We pack quickly and drive to the Cape to see Mom. She sits in the corner of the darkened room, her hair sticking up in tufts around her head. She looks surprisingly like a baby bird: soft, wrinkled, eyes wet and wondering. She is glad to see us this time. There aren’t the usual complaints and demands to go home.

We get her up out of the chair to go outside. She walks twenty steps and has to sit down on her walker. “I need to rest. This walking is for the birds,” she says.

We walk twenty more steps and rest. Twenty-five. Rest.

I punch in the code on the door leading to the covered sun porch and it beeps and clicks. I push it open. It takes Mom so long to get through the door, the alarm goes off. I have to punch in the code again to get it to stop.

We play cards and the four-year-old squirms and runs around, catching imaginary bunnies and shooting imaginary monsters. “Do you have any Jacks?” I ask.

“Go Fish,” Mom says.

We never knew Go Fish could be so cutthroat and we play several rounds, laughing and teasing each other. We don’t talk about what will happen soon, we only focus on now.

“Go Fish.”

It gets dark. We walk Mom back to her room and settle her into her chair. “We’ll see you tomorrow.”

Mom tells us she wants us to take her Buick. She realizes now that she can’t drive it anymore. We say thank you and tell her we’ll bring her the paperwork tomorrow. Kisses. Flutters of bird wings. We step out into the light.

We get the Buick and I drive it the 250 miles or so home. It smells like burning oil and when I hit a bump, the car sways and rocks on its shocks like the baby buggy going down the Odessa Steps in Battleship Potemkin. I listen to Mom’s CDs of Neil Diamond and Nat King Cole and bounce my way home.

As I go to take a sip of coffee, I feel something small and hard inside my mouth. I reach in and pull it out. The dental work a hack dentist did a few weeks ago has fallen out. Again. This is the third time it’s happened.

GLITCH.

I put the piece of dental work into the cup holder. My tongue keeps finding its way to the broken spot. I try to distract myself by singing along to Neil’s rendition of Song Sung Blue. It works, for a little while.

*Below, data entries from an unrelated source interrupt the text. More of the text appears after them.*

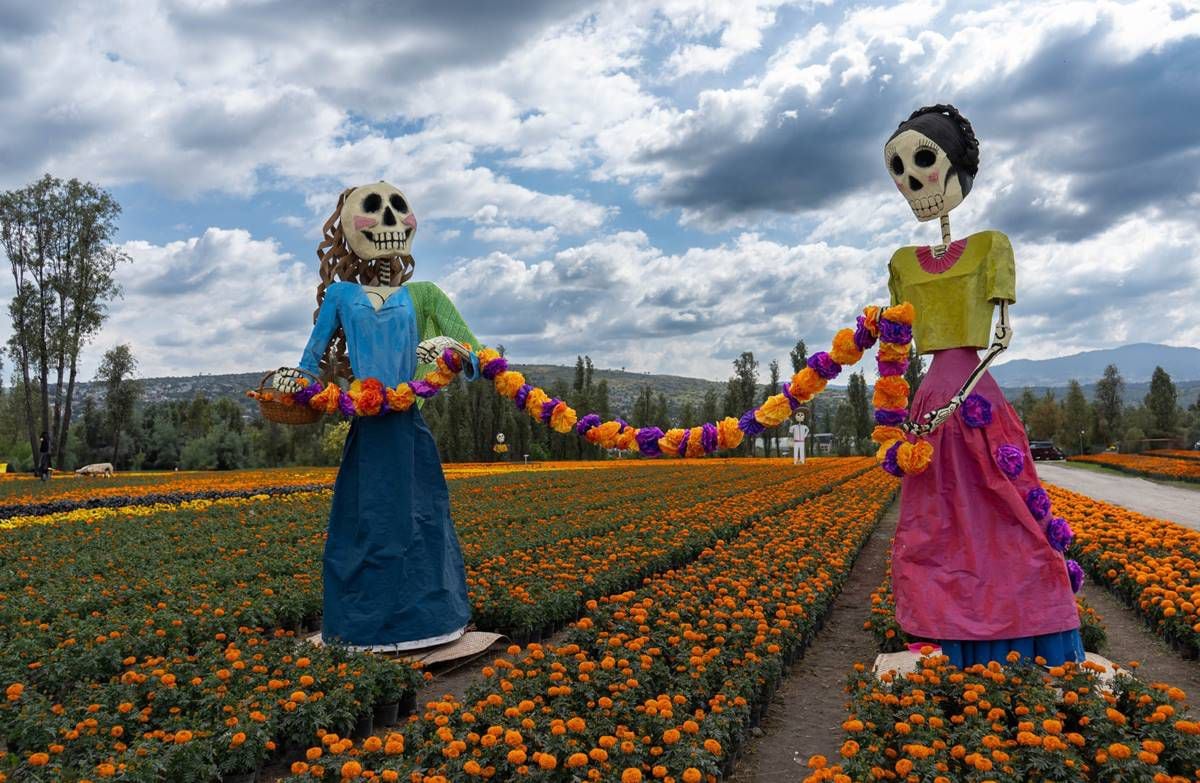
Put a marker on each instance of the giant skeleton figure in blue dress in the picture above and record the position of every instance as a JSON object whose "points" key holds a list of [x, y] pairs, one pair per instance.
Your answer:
{"points": [[394, 577]]}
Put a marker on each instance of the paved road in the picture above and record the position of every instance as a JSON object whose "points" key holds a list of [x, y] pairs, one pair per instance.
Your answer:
{"points": [[1176, 503]]}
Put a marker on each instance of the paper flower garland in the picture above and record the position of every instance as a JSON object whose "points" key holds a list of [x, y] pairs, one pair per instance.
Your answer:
{"points": [[892, 327]]}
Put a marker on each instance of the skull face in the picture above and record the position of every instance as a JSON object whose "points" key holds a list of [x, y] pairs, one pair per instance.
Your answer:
{"points": [[378, 222], [923, 173]]}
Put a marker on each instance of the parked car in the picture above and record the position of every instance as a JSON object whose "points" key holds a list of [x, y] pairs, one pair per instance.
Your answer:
{"points": [[1045, 450]]}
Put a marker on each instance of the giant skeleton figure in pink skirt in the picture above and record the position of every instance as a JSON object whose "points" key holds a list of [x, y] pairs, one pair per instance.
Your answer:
{"points": [[977, 561]]}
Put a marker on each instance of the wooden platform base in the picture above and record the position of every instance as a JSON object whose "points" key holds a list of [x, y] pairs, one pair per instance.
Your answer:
{"points": [[907, 661], [447, 657]]}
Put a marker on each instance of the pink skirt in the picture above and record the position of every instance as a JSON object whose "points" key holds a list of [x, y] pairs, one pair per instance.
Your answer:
{"points": [[970, 561]]}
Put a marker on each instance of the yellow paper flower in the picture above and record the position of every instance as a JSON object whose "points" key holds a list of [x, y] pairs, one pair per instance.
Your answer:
{"points": [[915, 458], [534, 401], [807, 384], [670, 442], [508, 383], [627, 441], [892, 393], [845, 351], [774, 411], [563, 418], [903, 312], [729, 436]]}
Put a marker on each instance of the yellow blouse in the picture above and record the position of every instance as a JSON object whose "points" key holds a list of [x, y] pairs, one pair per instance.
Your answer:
{"points": [[954, 308]]}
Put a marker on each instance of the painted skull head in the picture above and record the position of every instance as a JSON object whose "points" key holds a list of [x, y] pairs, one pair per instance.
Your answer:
{"points": [[923, 173], [378, 222]]}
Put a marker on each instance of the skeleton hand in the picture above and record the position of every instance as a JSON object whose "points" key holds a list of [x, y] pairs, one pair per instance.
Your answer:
{"points": [[935, 418], [287, 380], [1002, 336], [427, 351]]}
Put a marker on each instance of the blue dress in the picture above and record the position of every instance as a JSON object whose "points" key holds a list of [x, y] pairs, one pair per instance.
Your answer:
{"points": [[394, 575]]}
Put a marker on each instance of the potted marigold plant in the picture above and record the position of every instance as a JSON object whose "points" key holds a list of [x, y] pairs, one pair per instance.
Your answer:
{"points": [[241, 752]]}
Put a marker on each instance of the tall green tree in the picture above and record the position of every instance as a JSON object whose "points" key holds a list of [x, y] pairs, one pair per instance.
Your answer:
{"points": [[799, 356], [1077, 418], [58, 239], [1163, 402], [115, 372], [1110, 405]]}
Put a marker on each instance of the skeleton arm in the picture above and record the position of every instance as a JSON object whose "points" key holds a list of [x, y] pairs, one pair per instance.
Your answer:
{"points": [[1000, 341]]}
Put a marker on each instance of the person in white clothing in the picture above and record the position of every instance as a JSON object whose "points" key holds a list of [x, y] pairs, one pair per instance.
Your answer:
{"points": [[799, 434]]}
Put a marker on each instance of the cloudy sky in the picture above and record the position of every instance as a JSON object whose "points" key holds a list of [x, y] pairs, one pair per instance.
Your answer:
{"points": [[658, 184]]}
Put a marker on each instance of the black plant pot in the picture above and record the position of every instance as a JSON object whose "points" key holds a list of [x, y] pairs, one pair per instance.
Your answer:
{"points": [[240, 777], [364, 727], [387, 713]]}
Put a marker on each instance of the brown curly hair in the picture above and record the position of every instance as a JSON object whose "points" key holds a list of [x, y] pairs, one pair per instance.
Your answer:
{"points": [[339, 262]]}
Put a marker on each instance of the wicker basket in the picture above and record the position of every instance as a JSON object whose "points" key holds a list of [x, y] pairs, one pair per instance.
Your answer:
{"points": [[277, 411]]}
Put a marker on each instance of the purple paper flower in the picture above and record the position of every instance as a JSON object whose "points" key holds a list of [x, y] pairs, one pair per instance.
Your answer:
{"points": [[306, 394], [522, 394], [648, 441], [451, 360], [786, 390], [823, 365], [423, 389], [587, 423], [1059, 533], [495, 368], [863, 336], [749, 424], [345, 404], [976, 411], [894, 333], [1011, 459], [1077, 575], [889, 461], [1038, 502]]}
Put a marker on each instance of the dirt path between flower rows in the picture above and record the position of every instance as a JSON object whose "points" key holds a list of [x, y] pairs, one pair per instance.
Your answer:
{"points": [[1176, 503], [808, 710]]}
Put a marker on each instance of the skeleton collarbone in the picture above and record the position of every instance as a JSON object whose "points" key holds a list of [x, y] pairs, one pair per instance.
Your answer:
{"points": [[378, 296]]}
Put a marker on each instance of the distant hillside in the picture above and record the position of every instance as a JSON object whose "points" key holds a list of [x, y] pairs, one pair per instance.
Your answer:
{"points": [[1137, 363]]}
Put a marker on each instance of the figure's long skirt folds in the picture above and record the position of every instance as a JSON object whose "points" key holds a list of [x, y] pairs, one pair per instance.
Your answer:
{"points": [[393, 566], [971, 567]]}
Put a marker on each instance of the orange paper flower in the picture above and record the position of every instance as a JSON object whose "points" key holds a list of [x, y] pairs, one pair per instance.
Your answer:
{"points": [[845, 350]]}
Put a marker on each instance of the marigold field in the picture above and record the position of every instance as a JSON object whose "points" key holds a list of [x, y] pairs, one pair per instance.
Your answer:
{"points": [[1164, 466], [155, 637], [154, 631]]}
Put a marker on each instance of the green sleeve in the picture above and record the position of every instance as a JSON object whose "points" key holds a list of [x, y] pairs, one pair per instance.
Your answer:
{"points": [[894, 287], [1001, 270]]}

We pull into the garage in New York where we trust the guys running the place and leave the car overnight. We’re hoping that we can get away with a couple hundred dollars in repairs and have another car. We also want to make Mom feel good that we are using her car and giving it some “exercise” as she says.

We make it home and after packing away the things we brought to the Cape and putting the little man in bed, I flop on the sofa and fire up my old Windows PC that I keep attached to the big screen TV as a way to watch Netflix and do some blogging. There is a bump and a whirr, but the computer doesn’t boot itself up.

GLITCH.

I spend the next hour or so trying to get it to boot, but it’s gone. The hard drive has crashed while we were gone. I’m not too concerned because I recently did a back-up of most of that hard drive’s contents, but eventually I’ll try to find something and it will be gone forever. I fall asleep on the couch dreaming of shiny metallic hard drive platters flying through a dusky purple sky.

In the morning, I switch to the laptop. I’m ambi-computer-ous so I pull out the Mac laptop and fire it up. I’m looking forward to getting some writing done. I have beats to finish for a Steampunk YA novel I’m working on and chapters to write for the MG adventure in progress. When I put my finger on the trackpad, the cursor suddenly starts whipping from side to side on my screen. Apps start opening of their own accord and I can’t control the cursor.

GLITCH.

I do some research and find out that I am experiencing something known as phantom cursor. I try many things to resolve the issue and it takes HOURS.

GLITCH.

A text message pops up on my phone.

“The car will cost $2100 to pass inspection.”

GLITCH.

I look up the Kelley Blue Book. It’s only worth $1500 in GOOD condition. This car is not in good condition. The garage tells us the axle is broken, the shocks are leaking, oil is burning.

GLITCH. GLITCH. GLITCH.

I text back. “I give up.”

My wife calls. She’s crying. She’s overwhelmed. Her mom is dying. The car her mom gave us isn’t salvageable. The computers are breaking down. We have another broken down car we need to get rid of. I’m going away to work. She has projects she has to finish. A film we both worked on is premiering soon.

GLITCH.

We dub this the week of breaking down. It’s something that is inevitable, breaking down, but it doesn’t have to break us.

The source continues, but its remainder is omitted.